Geloofsopvattingen (4)
Inzichten van de VKK
De Vrij-Kat
holieke Kerk gelooft dat er een samenstel van
innerlijk weten, mystieke ervaring en inzichten bestaat die alle
godsdiensten met elkaar gemeen hebben en waarop geen
enkele godsdienst aanspraak kan maken als zijn uitsluitend
bezit. Zij beweegt zich binnen de sfeer van het Christendom
en beschouwt zichzelf als een bij uitstek Christelijke Kerk,
maar is ondanks van mening dat andere godsdiensten
goddelijk geïnspireerd zijn en dat allen uit één
gemeenschappelijke bron voortkomen.
Hoewel elke godsdienst de nadruk zal kunnen leggen op
verschillende aspecten van deze leer, kunnen enkele
gezichtspunten zelfs tijdelijk geheel uit het oog worden
verloren.
Inzichten als hierboven beschreven berust op haar eigen
intrinsieke waarde en vormt dat ware katholieke geloof, dat
katholiek is omdat het de formulering is van universele
beginselen in de natuur (uit: Beginselverklaring van de Vrij-
Katholieke Kerk).
De volgende samenvatting van de Leer is een nauwkeurige,
officiële verklaring van hetgeen de bisschoppen van de Vrij-
Katholieke Kerk vanaf haar begin
eenstemmig hebben beleden als de
universele beginselen inde natuur, die -
hoewel niet uitputtend behandeld - de enige
grondslag vormen voor een verstandelijk te
verklaren heelal; de schepping of
"emanatie" van een alomtegenwoordige
Schepper, Die de bron en belichaming is van
Liefde, Mededogen, Onveranderlijke
Wetmatigheid en Eeuwig Leven.
Deze bisschoppen zijn van mening dat onze Heer hun de
leiding heeft toevertrouwd van deze "Nieuwe Hervorming" in
Zijn Kerk. Zij geloven dat deze leringen ´eeuwige waarheden´
zijn en dat alle mensen ze eens zullen aanvaarden en
dienovereenkomstig leven. Desondanks eisen zij van niemand
dat zij deze waarheden aanvaarden als een voorwaarde voor
het lidmaatschap van de Kerk of voor het ontvangen van de
Sacramenten, zoals de H. Communie. Niettemin zullen
kandidaten voor het priesterschap, die de voorgangers in de
Kerk moeten worden, slechts worden gekozen uit diegene, die
uit eigen intuïtie of inzicht reeds tot de aanvaarding zijn
gekomen van deze leringen, als waarheden in algemene zin,
die zij naar eer en geweten aan anderen kunnen onderwijzen,
die zoekende zijn naar Waarheid.
Filosofische grondslag
De Vrij-Katholieke Kerk stelt geen speciale eisen aan het
geloof van haar lidmaten. Zij vraagt slechts bereidheid samen
in een geest van broederschap aan de eredienst te willen
deelnemen volgens een gemeenschappelijke Liturgie. Dat
houdt niet in dat zij geen filosofie zou bezitten die zij voor
waarheid houdt. Zij heeft duidelijke opvattingen, die zij
onderwijst; doch zij eist de aanvaarding van deze opvattingen
niet als voorwaarde tot het ontvangen van de sacramenten.

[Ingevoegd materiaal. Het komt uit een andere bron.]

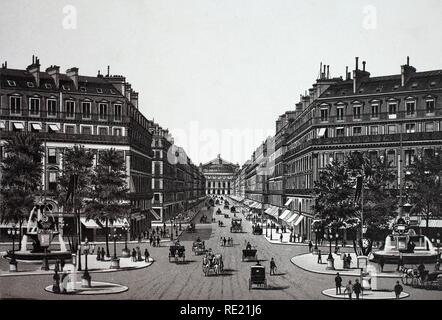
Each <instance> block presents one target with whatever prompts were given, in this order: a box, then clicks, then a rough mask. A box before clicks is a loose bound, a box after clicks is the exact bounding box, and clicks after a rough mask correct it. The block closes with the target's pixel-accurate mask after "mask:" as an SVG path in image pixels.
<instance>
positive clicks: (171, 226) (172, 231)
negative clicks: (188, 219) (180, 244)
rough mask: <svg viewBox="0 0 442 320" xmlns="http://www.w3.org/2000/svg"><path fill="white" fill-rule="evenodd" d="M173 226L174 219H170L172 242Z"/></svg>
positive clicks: (171, 237) (172, 238)
mask: <svg viewBox="0 0 442 320" xmlns="http://www.w3.org/2000/svg"><path fill="white" fill-rule="evenodd" d="M173 224H174V219H173V218H170V241H173Z"/></svg>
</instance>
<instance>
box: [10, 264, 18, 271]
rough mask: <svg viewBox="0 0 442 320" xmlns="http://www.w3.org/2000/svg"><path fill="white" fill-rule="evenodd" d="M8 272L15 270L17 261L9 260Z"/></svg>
mask: <svg viewBox="0 0 442 320" xmlns="http://www.w3.org/2000/svg"><path fill="white" fill-rule="evenodd" d="M9 272H17V262H16V261H15V262H12V261H11V262H9Z"/></svg>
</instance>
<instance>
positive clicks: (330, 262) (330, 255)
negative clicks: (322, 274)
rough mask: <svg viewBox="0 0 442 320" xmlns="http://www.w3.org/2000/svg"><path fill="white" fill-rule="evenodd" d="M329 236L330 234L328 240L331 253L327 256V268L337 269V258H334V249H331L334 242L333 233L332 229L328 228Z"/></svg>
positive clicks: (329, 251) (328, 233)
mask: <svg viewBox="0 0 442 320" xmlns="http://www.w3.org/2000/svg"><path fill="white" fill-rule="evenodd" d="M327 236H328V241H329V248H330V251H329V254H328V258H327V264H328V265H327V270H335V263H334V262H335V259H334V258H333V255H332V251H331V244H332V241H333V233H332V230H331V229H328V234H327Z"/></svg>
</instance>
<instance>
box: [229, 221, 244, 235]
mask: <svg viewBox="0 0 442 320" xmlns="http://www.w3.org/2000/svg"><path fill="white" fill-rule="evenodd" d="M241 223H242V219H241V218H232V225H231V226H230V232H242V225H241Z"/></svg>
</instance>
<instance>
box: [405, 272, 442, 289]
mask: <svg viewBox="0 0 442 320" xmlns="http://www.w3.org/2000/svg"><path fill="white" fill-rule="evenodd" d="M401 271H402V283H403V284H404V285H410V286H412V287H415V288H424V289H437V290H442V271H433V272H429V270H422V272H420V271H419V270H418V269H413V268H407V267H402V268H401Z"/></svg>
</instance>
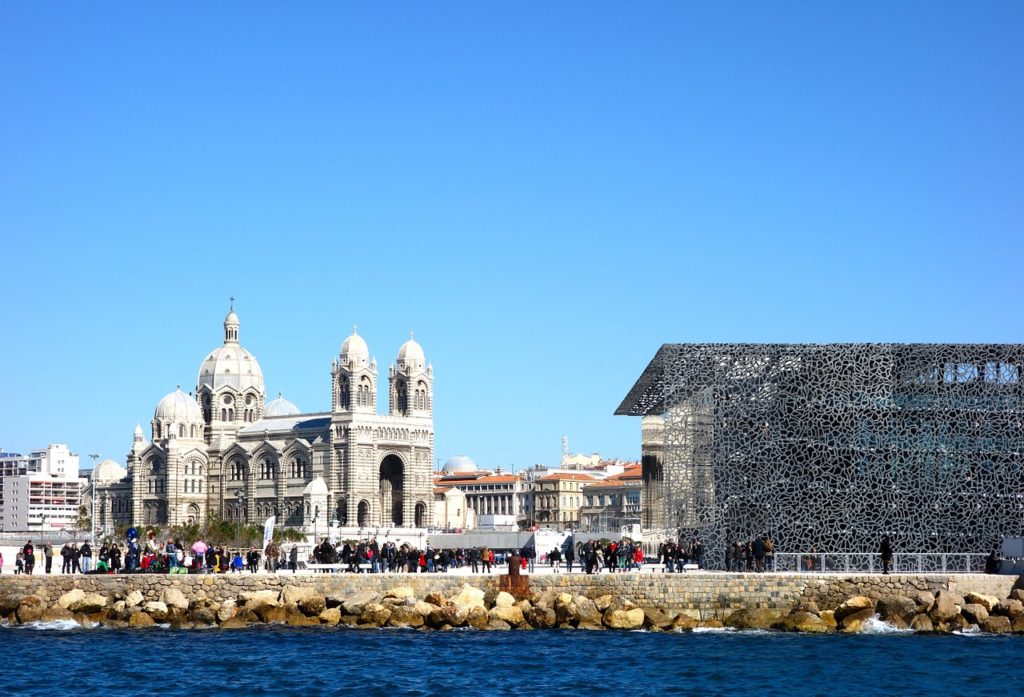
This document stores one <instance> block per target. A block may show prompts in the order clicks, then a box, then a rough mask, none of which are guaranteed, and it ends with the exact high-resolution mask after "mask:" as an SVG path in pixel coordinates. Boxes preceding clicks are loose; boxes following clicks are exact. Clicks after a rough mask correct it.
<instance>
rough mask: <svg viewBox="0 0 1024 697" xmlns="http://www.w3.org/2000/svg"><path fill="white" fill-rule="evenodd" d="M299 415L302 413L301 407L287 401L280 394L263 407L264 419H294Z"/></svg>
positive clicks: (266, 402)
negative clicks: (290, 417)
mask: <svg viewBox="0 0 1024 697" xmlns="http://www.w3.org/2000/svg"><path fill="white" fill-rule="evenodd" d="M299 413H302V411H301V410H300V409H299V407H298V406H296V405H295V404H293V403H292V402H290V401H288V400H287V399H285V398H284V397H283V396H282V394H281V393H280V392H279V393H278V396H276V397H275V398H273V399H271V400H269V401H268V402H266V403H265V404H264V405H263V416H264V417H294V416H296V415H299Z"/></svg>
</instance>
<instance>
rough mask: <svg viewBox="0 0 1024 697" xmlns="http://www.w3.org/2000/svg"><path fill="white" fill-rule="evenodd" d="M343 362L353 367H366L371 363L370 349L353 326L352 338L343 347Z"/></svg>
mask: <svg viewBox="0 0 1024 697" xmlns="http://www.w3.org/2000/svg"><path fill="white" fill-rule="evenodd" d="M341 362H342V363H344V364H345V365H352V366H353V367H366V366H367V364H369V363H370V347H369V346H367V342H366V341H365V340H364V339H362V337H360V336H359V335H358V334H356V333H355V326H352V336H350V337H349V338H348V339H346V340H345V342H344V343H343V344H342V345H341Z"/></svg>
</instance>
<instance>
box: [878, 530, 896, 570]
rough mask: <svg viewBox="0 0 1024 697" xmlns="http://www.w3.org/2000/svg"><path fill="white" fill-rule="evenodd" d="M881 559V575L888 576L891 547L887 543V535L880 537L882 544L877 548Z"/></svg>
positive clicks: (890, 542)
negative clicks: (881, 573)
mask: <svg viewBox="0 0 1024 697" xmlns="http://www.w3.org/2000/svg"><path fill="white" fill-rule="evenodd" d="M879 554H880V556H881V557H882V573H884V574H887V575H888V574H889V567H890V566H891V565H892V563H893V546H892V542H890V541H889V535H882V544H881V546H880V548H879Z"/></svg>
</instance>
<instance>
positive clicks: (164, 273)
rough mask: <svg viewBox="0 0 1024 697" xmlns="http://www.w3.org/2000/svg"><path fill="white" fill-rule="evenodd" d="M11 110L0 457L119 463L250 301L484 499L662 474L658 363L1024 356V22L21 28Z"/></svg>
mask: <svg viewBox="0 0 1024 697" xmlns="http://www.w3.org/2000/svg"><path fill="white" fill-rule="evenodd" d="M0 95H2V96H0V235H2V236H0V239H2V245H0V260H2V266H0V273H2V275H0V278H2V281H0V282H2V295H0V317H2V321H3V338H2V340H0V448H3V449H6V450H14V451H22V452H24V451H27V450H29V449H32V448H36V447H42V446H45V445H46V444H47V443H49V442H67V443H68V444H69V445H70V446H71V447H72V448H73V449H74V450H76V451H78V452H79V453H80V454H82V455H83V464H87V463H88V459H87V458H85V455H86V454H87V453H89V452H99V453H101V454H102V455H103V456H104V458H106V456H110V458H114V459H116V460H118V461H120V462H122V463H123V462H124V459H125V454H126V452H127V450H128V448H129V446H130V443H131V434H132V429H133V428H134V426H135V424H136V423H141V424H142V425H143V428H144V429H145V431H146V434H147V435H148V431H150V428H148V422H150V419H151V418H152V415H153V409H154V407H155V406H156V404H157V402H158V401H159V400H160V398H161V397H162V396H164V395H165V394H166V393H168V392H170V391H172V390H174V388H175V386H176V385H178V384H180V385H181V387H182V389H184V390H191V389H194V388H195V384H196V377H197V372H198V369H199V365H200V362H201V361H202V359H203V358H204V357H205V355H206V354H207V352H209V351H210V350H211V349H213V348H214V347H216V346H218V345H220V343H221V341H222V337H223V330H222V326H221V322H222V320H223V317H224V314H225V313H226V312H227V309H228V300H227V299H228V297H229V296H234V297H236V298H237V299H238V300H237V302H236V309H237V310H238V313H239V315H240V317H241V322H242V328H241V340H242V343H243V345H244V346H246V347H247V348H248V349H249V350H250V351H252V352H253V353H254V354H255V355H256V357H257V358H258V359H259V361H260V363H261V364H262V367H263V374H264V378H265V382H266V388H267V393H268V395H270V396H273V395H276V393H278V392H279V391H281V392H284V394H285V396H286V397H288V398H289V399H291V400H292V401H294V402H296V403H297V404H298V405H299V406H300V407H302V408H303V409H304V410H307V411H314V410H323V409H328V408H330V373H329V371H330V363H331V360H332V359H333V358H334V357H335V356H336V355H337V353H338V350H339V346H340V344H341V342H342V341H343V340H344V339H345V337H346V336H347V335H348V334H349V333H350V331H351V324H352V323H358V325H359V333H360V334H361V335H364V337H365V338H366V339H367V341H368V343H369V345H370V349H371V352H372V353H373V354H374V355H376V357H377V359H378V361H379V363H380V366H381V376H382V380H381V383H382V385H384V384H386V375H387V366H388V364H390V363H391V362H392V361H393V360H394V356H395V354H396V352H397V350H398V347H399V346H400V344H401V343H402V341H404V339H406V337H407V335H408V332H409V331H410V330H415V331H416V338H417V340H418V341H420V343H421V344H422V345H423V347H424V349H425V351H426V354H427V359H428V360H430V361H431V362H432V363H433V364H434V369H435V377H436V384H435V427H436V433H437V435H436V454H437V456H438V459H440V461H441V462H443V461H444V460H445V459H447V458H450V456H452V455H455V454H469V455H471V456H472V458H473V459H474V460H476V461H477V463H479V464H480V465H482V466H486V467H497V466H501V467H508V466H510V465H513V466H515V467H520V468H521V467H525V466H529V465H532V464H535V463H554V462H556V461H557V459H558V456H559V451H560V438H561V435H562V434H563V433H565V434H567V435H568V436H569V442H570V448H571V449H572V451H581V452H593V451H599V452H600V453H601V454H603V455H606V456H617V458H628V459H634V458H638V456H639V449H640V424H639V420H636V419H630V418H626V417H613V416H612V411H613V410H614V409H615V407H616V406H617V405H618V403H620V401H621V400H622V398H623V397H624V396H625V394H626V393H627V391H628V390H629V388H630V387H631V386H632V385H633V383H634V381H635V380H636V378H637V377H638V376H639V375H640V374H641V373H642V371H643V368H644V367H645V366H646V364H647V362H648V361H649V359H650V358H651V356H652V355H653V354H654V352H655V351H656V349H657V348H658V346H659V345H660V344H662V343H665V342H702V341H744V342H769V341H792V342H833V341H897V342H931V341H935V342H939V341H941V342H947V341H948V342H989V341H991V342H1021V341H1022V340H1024V331H1022V326H1021V295H1022V293H1021V292H1022V290H1024V289H1022V287H1024V281H1022V268H1021V266H1022V252H1024V241H1022V223H1024V3H1020V2H1001V3H999V2H995V3H993V2H956V3H943V2H898V3H883V2H873V3H866V4H865V3H812V2H801V3H790V2H723V3H693V2H668V3H651V2H646V3H622V2H607V3H605V2H595V1H588V2H583V3H569V2H558V3H550V2H545V3H541V2H521V3H520V2H517V3H480V2H471V3H456V2H444V3H423V2H415V3H413V2H410V3H406V2H387V3H340V2H325V3H312V2H310V3H283V2H273V3H269V2H268V3H260V2H239V3H229V2H218V3H199V2H195V3H188V2H182V3H159V4H158V3H134V2H131V3H123V4H113V3H63V2H23V3H14V2H6V3H3V4H2V5H0ZM381 394H382V398H381V400H380V401H381V403H382V404H383V403H384V402H386V392H384V391H382V393H381Z"/></svg>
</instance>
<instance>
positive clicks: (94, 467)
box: [89, 452, 99, 547]
mask: <svg viewBox="0 0 1024 697" xmlns="http://www.w3.org/2000/svg"><path fill="white" fill-rule="evenodd" d="M89 456H90V458H92V474H91V475H89V483H90V484H91V485H92V490H91V492H90V494H89V504H90V505H91V506H92V515H91V516H89V528H90V531H89V532H90V535H91V539H90V540H89V541H90V542H92V546H93V547H95V546H96V461H97V460H98V459H99V453H98V452H90V453H89Z"/></svg>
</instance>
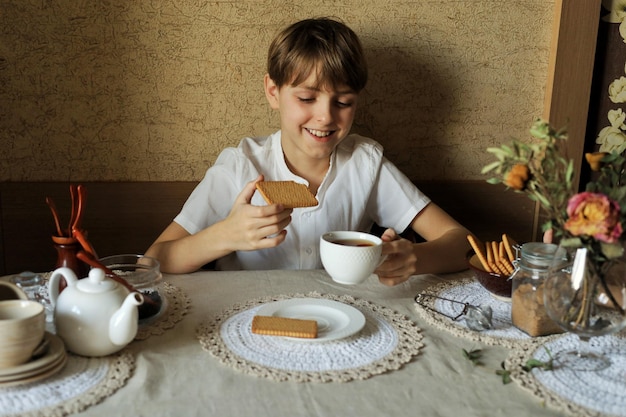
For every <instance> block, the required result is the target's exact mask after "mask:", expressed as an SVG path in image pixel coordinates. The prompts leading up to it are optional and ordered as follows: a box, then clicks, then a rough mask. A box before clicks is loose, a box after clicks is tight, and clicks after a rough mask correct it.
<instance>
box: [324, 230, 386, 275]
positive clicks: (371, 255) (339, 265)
mask: <svg viewBox="0 0 626 417" xmlns="http://www.w3.org/2000/svg"><path fill="white" fill-rule="evenodd" d="M382 250H383V241H382V240H381V239H380V238H379V237H377V236H374V235H371V234H369V233H364V232H353V231H335V232H328V233H324V234H323V235H322V236H321V238H320V256H321V258H322V264H323V265H324V269H326V272H328V274H329V275H330V277H331V278H332V279H333V281H335V282H338V283H340V284H346V285H354V284H359V283H361V282H363V281H365V280H366V279H367V278H368V277H369V276H370V275H372V273H373V272H374V270H375V269H376V267H377V266H378V265H380V263H381V262H382V261H383V260H384V257H383V256H382Z"/></svg>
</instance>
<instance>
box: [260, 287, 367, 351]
mask: <svg viewBox="0 0 626 417" xmlns="http://www.w3.org/2000/svg"><path fill="white" fill-rule="evenodd" d="M256 314H257V315H259V316H276V317H287V318H291V319H300V320H315V321H317V337H316V338H314V339H306V338H298V337H286V339H290V340H297V341H299V342H305V343H307V342H308V343H319V342H328V341H330V340H337V339H343V338H345V337H349V336H352V335H354V334H356V333H358V332H359V331H361V329H362V328H363V326H365V316H364V315H363V313H361V312H360V311H359V310H357V309H356V308H354V307H352V306H349V305H346V304H343V303H340V302H338V301H333V300H326V299H321V298H290V299H288V300H281V301H275V302H273V303H268V304H265V305H263V306H262V307H261V308H259V310H258V311H257V313H256Z"/></svg>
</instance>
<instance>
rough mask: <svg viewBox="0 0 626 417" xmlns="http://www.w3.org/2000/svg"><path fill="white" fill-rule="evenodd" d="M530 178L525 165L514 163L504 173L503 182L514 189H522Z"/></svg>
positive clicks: (511, 187)
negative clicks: (503, 179) (504, 177)
mask: <svg viewBox="0 0 626 417" xmlns="http://www.w3.org/2000/svg"><path fill="white" fill-rule="evenodd" d="M529 178H530V170H529V169H528V166H527V165H524V164H515V165H514V166H513V168H511V170H510V171H509V172H508V173H507V174H506V177H505V179H504V184H505V185H506V186H507V187H511V188H513V189H514V190H520V191H521V190H523V189H524V188H526V183H527V182H528V179H529Z"/></svg>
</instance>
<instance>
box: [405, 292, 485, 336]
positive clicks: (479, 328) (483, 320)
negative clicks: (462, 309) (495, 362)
mask: <svg viewBox="0 0 626 417" xmlns="http://www.w3.org/2000/svg"><path fill="white" fill-rule="evenodd" d="M428 299H437V300H444V301H448V302H450V303H453V304H460V305H462V306H463V310H462V311H461V312H460V313H459V314H457V315H456V316H451V315H448V314H446V313H443V312H441V311H439V310H437V309H435V308H433V307H431V306H430V305H428ZM413 300H414V301H415V302H416V303H417V304H418V305H420V306H422V307H424V308H426V309H428V310H430V311H433V312H435V313H437V314H440V315H442V316H444V317H448V318H449V319H451V320H453V321H457V320H459V319H461V318H465V324H467V327H468V328H470V329H471V330H476V331H479V332H480V331H483V330H489V329H491V328H493V322H492V316H493V311H492V309H491V307H489V306H486V305H481V306H475V305H472V304H470V303H463V302H461V301H456V300H451V299H449V298H445V297H439V296H436V295H432V294H425V293H419V294H417V295H416V296H415V298H414V299H413Z"/></svg>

De Vrij-Katholieke Kerk is namelijk de mening toegedaan dat
hetgeen waar is eens door alle mensen als waarheid zal
worden ingezien en dat zij dan hun levens dienovereenkomstig
zullen inrichten. Zij is ervan overtuigd dat "een waarheid voor
de mens geen waarheid kan zijn, noch een openbaring een
openbaring, totdat hij inziet dat deze voor hemzelf waar is".
Kandidaten voor het priesterschap worden gekozen uit
diegenen, die door eigen studie of door, uit innerlijke
aanschouwing verworven tot inzicht zijn gekomen en in
algemene zin de geestelijke opvattingen aanvaarden die zijn
uiteengezet in de Essenties van de Vrij-Katholieke Kerk.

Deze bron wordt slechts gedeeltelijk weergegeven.